I've watched the first video you psted last night. While it does a good job explaining the overall process from modeling through CAM to a final prouct, the Fusion 360 related modeling part exhibits a number of shortcomings and not recommended work practices. It may be ok for this simple shelf, however for more complex designs it won't sufice. The two main hints Mark has already provided.
- The first thing the vast majority of people should to is to create a component and activate it. For newly created components the activation is automatic. If you have more components, beore eiting one, activate it.
- thist will ensure that all objects created, sketches, joint origins, construction geomery etc. are created in that component.
- on actvating a component, the timeline on the bottom of the screen willget filetered to show only those operation pertaining to that component.

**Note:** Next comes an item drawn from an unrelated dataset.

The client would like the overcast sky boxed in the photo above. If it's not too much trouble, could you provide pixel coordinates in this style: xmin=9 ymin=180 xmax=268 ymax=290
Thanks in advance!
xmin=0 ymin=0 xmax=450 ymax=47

- Name yoor stuff. Everthing that you might want to get back and eidit should have a distinctive name so you can easily identify it. Sketch 1,3,4 is not very desriptive 😉
3. The work practice employeed in that video is in general that you make a master, or skeleton sketch that everything is referenced off. That can be a sketch does not need to be in a component an can reside in the top level sketch folder. However, For the sake of better organization I'd not use that sketch to directly extrude the first component from.
I'd create an empty component, start a sketch there and then project only the needed sketch elements from the master sketch into the new sketch and hten use that to extrude the first component.
Then I'd make a second component and to the same thing. This is a little more work, but it really keeps things better organized, and will certainly help down the road.